5. DISCUSSION AND CONCLUSION

In this paper, we propose an end-to-end trainable deep network called FlatNet for photorealistic scene reconstruction from lensless measurements. Despite the numerous promises that lensless imaging provides, it is somewhat restricted by the quality of the reconstructed image. In this paper, we have attempted to bridge this gap between the promise of lensless imaging and its performance.
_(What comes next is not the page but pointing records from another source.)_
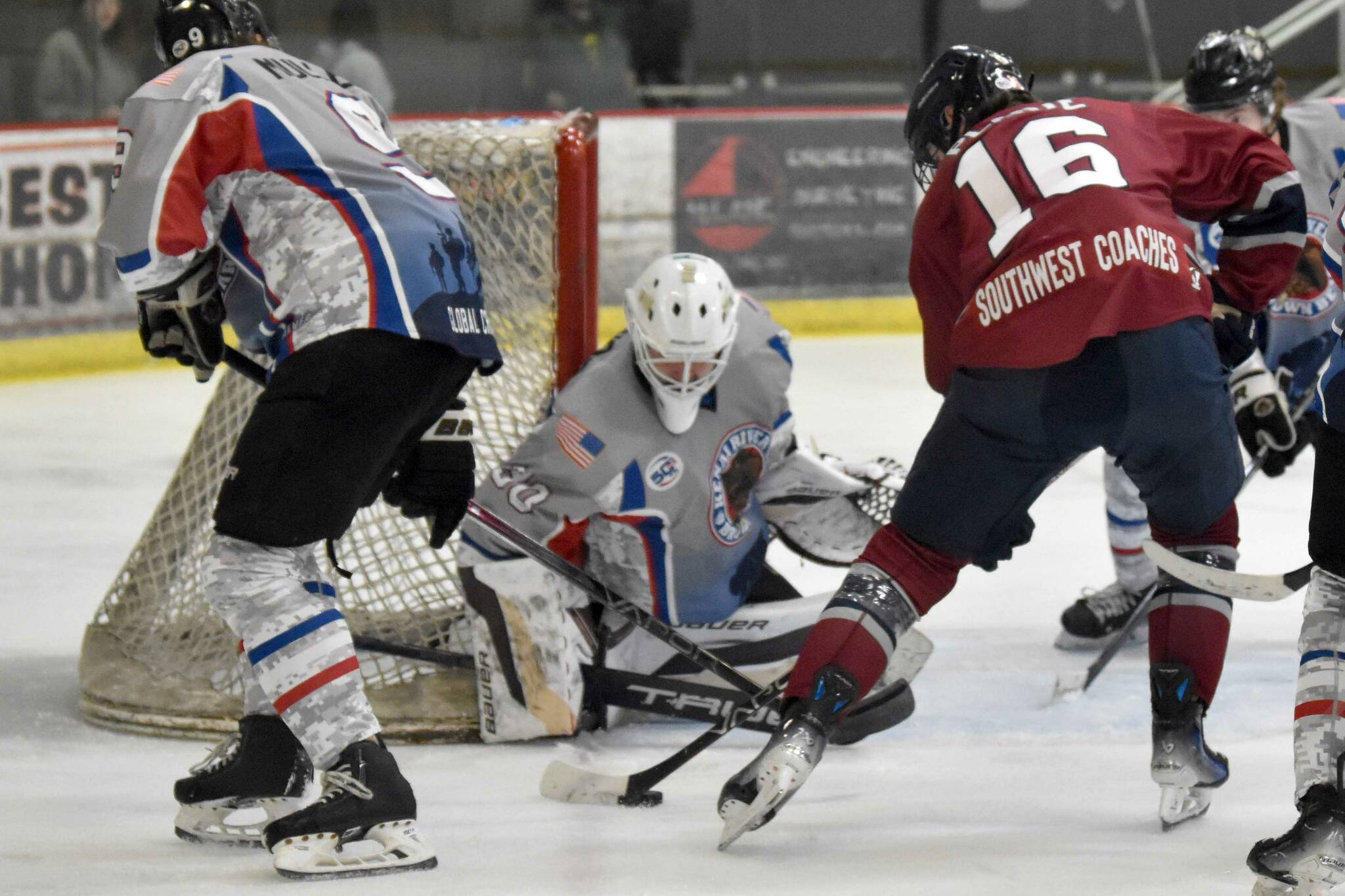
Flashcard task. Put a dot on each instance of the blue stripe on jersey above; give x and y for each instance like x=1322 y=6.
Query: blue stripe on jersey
x=291 y=636
x=128 y=264
x=632 y=488
x=1321 y=654
x=286 y=155
x=1116 y=521
x=233 y=83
FlatNet leverages the physics of the forward model (through the trainable camera inversion) and the success of data-driven approaches to learn a photorealistic mapping from the highly multiplexed lensless captures to the estimated scene. Unlike unrolling based networks [28], it has the advantage of low memory and computational requirements which are desirable criteria for stand-alone devices. We also show that by finetuning FlatNet trained on display captured measurements, using unaligned Webcam-PhlatCam indoor scenes, we can recover photorealistic images in the wild using these ultra-thin sensors.

It should also be noted that like most GAN based approaches, FlatNet reconstructions suffer from hallucination artifacts that favor photorealism over high-fidelity. Therefore, FlatNet should be used with caution when the task at hand is critical to these hallucination artifacts (for example medical imaging). Nevertheless, in such critical systems, one can still use the trainable camera inversion of FlatNet and make modifications to the perceptual enhancement and the losses appropriately.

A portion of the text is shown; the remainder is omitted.